A Polícia Civil do Espírito Santo (PCES) divulgou, nesta quinta-feira (29), detalhes sobre a prisão de três suspeitos de integrar uma organização criminosa especializada no golpe do falso bilhete premiado, que causou um prejuízo superior a R$ 200 mil a vítimas no Estado.
Foram presos Luis Fernando do Carmo, Daniela Bottega Oliveira do Carmo e Gabrieli Aparecida de Oliveira Florão. As prisões ocorreram em janeiro deste ano, após investigações iniciadas em novembro de 2025, quando as primeiras denúncias chegaram à polícia.
Segundo as apurações, o grupo atuava de forma organizada e vinha do município de Passo Fundo, no Rio Grande do Sul, para aplicar golpes no Espírito Santo. Inicialmente, dois suspeitos e o veículo utilizado foram identificados, mas as investigações revelaram a participação de pelo menos outros três criminosos, que se revezavam nas ações.
“A partir disso, nós detectamos que se tratava de uma organização criminosa. Continuamos as investigações e passamos a monitorar as ações desses estelionatários”, explicou o delegado Jonathan Lana, adjunto da Delegacia Especializada de Crimes de Defraudações e Falsificações (Defa).
Em janeiro, a polícia identificou que os suspeitos haviam retornado ao Espírito Santo e estavam atuando novamente da mesma forma. Eles foram abordados e presos durante uma operação policial. Com o grupo, foram apreendidos documentos falsos e um aparelho celular utilizado na prática dos golpes.
Os três foram autuados por organização criminosa, e as investigações seguem para identificar e localizar outros envolvidos.
Vítimas
As vítimas do golpe são três idosos, moradores da Grande Vitória.
A primeira, de 81 anos, residente no bairro Jardim da Penha, em Vitória, perdeu R$ 3 mil em um golpe aplicado no dia 3 de novembro.

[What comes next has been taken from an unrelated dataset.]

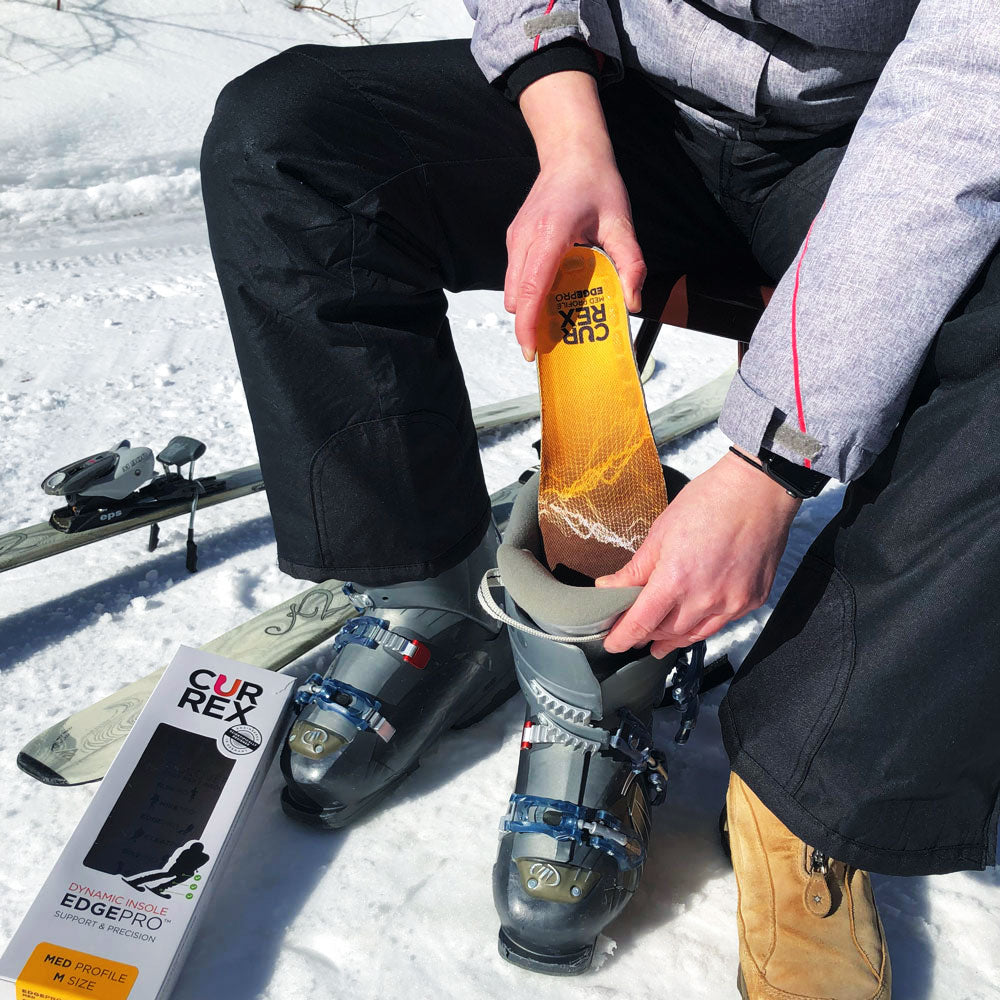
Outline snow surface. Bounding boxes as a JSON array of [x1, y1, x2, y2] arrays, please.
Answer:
[[1, 2, 998, 998]]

A segunda vítima, de 84 anos, moradora da Praia da Costa, em Vila Velha, teve um prejuízo de R$ 70 mil. Já a terceira, de 73 anos, também da Praia da Costa, perdeu R$ 129 mil.
Como o golpe era aplicado
O delegado Jonathan Lana explicou que o golpe começava com uma abordagem na rua, geralmente feita por uma mulher jovem.
“Eles abordam a vítima perguntando se conhece algum escritório de advocacia ou advogado para indicar. Normalmente é uma mulher bem-apresentada, que passa a imagem de alguém do interior”, detalhou.

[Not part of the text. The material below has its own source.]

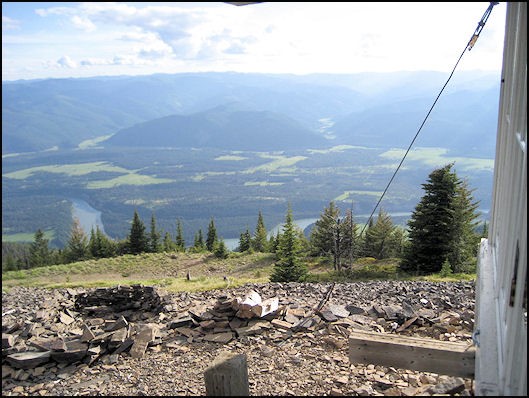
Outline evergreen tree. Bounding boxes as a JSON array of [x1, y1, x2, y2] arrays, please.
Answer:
[[115, 239, 129, 256], [88, 226, 115, 258], [387, 226, 408, 259], [399, 163, 479, 274], [214, 239, 230, 259], [447, 179, 481, 272], [206, 218, 218, 252], [362, 208, 396, 260], [3, 254, 18, 272], [149, 213, 162, 253], [163, 232, 174, 252], [341, 207, 357, 269], [310, 201, 357, 271], [480, 221, 489, 238], [49, 249, 63, 266], [2, 242, 31, 270], [175, 220, 185, 252], [252, 211, 268, 252], [29, 229, 51, 268], [192, 229, 205, 252], [128, 210, 148, 255], [88, 227, 97, 257], [64, 217, 89, 263], [270, 205, 307, 282], [239, 229, 252, 252], [268, 232, 279, 253], [310, 201, 340, 258]]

Em seguida, um segundo golpista se aproximava fingindo não conhecer a comparsa. A falsa ganhadora dizia possuir um bilhete supostamente premiado e afirmava ser uma pessoa religiosa, que não conhecia a capital e precisava de ajuda para resolver a situação.

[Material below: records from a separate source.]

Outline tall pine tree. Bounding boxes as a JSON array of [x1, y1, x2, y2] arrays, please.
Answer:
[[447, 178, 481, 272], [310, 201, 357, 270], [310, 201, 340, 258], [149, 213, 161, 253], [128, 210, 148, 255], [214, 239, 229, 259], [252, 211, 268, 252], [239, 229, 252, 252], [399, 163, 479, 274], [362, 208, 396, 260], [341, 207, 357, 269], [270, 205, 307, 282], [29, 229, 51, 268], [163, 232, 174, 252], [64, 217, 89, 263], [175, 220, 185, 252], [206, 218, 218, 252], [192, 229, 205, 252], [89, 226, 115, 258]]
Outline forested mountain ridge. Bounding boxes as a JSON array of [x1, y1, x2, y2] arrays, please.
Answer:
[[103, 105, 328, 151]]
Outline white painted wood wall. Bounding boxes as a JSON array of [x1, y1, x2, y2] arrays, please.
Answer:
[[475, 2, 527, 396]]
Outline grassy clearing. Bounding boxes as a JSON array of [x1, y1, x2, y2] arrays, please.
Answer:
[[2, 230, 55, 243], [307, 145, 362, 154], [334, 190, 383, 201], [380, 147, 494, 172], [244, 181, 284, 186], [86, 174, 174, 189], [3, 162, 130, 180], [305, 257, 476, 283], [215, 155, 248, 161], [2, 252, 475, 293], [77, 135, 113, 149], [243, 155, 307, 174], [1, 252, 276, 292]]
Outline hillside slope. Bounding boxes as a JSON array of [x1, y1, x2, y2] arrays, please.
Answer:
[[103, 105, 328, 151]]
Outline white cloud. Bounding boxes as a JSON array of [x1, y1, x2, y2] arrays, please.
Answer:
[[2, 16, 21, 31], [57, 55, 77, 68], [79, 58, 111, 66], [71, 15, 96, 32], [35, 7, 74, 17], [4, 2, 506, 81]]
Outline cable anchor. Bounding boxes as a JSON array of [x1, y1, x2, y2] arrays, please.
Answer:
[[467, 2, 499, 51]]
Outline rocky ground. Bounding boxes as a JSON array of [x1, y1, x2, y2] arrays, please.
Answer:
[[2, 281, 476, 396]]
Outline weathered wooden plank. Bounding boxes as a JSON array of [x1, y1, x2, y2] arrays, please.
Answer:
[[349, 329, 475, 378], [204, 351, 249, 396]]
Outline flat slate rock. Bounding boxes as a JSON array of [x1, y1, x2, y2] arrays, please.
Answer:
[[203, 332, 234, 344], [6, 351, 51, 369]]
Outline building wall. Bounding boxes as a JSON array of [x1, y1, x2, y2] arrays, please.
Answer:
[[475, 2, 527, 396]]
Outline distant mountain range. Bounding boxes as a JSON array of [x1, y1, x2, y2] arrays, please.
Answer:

O segundo criminoso então oferecia ajuda, alegando conhecer alguém na Caixa Econômica Federal, que confirmaria o prêmio. Um terceiro integrante, fingindo ser funcionário do banco, confirmava por telefone que o bilhete seria premiado em R$ 3 milhões, mas exigia a presença de testemunhas.
A partir daí, os golpistas convenciam a vítima a ajudar, alegando que a suposta ganhadora não ficaria com o prêmio por motivos religiosos e que o valor seria dividido.
“O outro estelionatário sugere dar um valor para pagar pelo bilhete e fica instigando a vítima. Eles têm muita lábia para convencer”, ressaltou o delegado.
Para reforçar a farsa, o comparsa simulava pagar uma quantia como garantia, mostrando uma mala com dinheiro, cuja autenticidade é desconhecida. Convencida, a vítima realizava transferências bancárias. Após isso, os criminosos encerravam o golpe, alegando que o valor do prêmio seria liberado em alguns dias.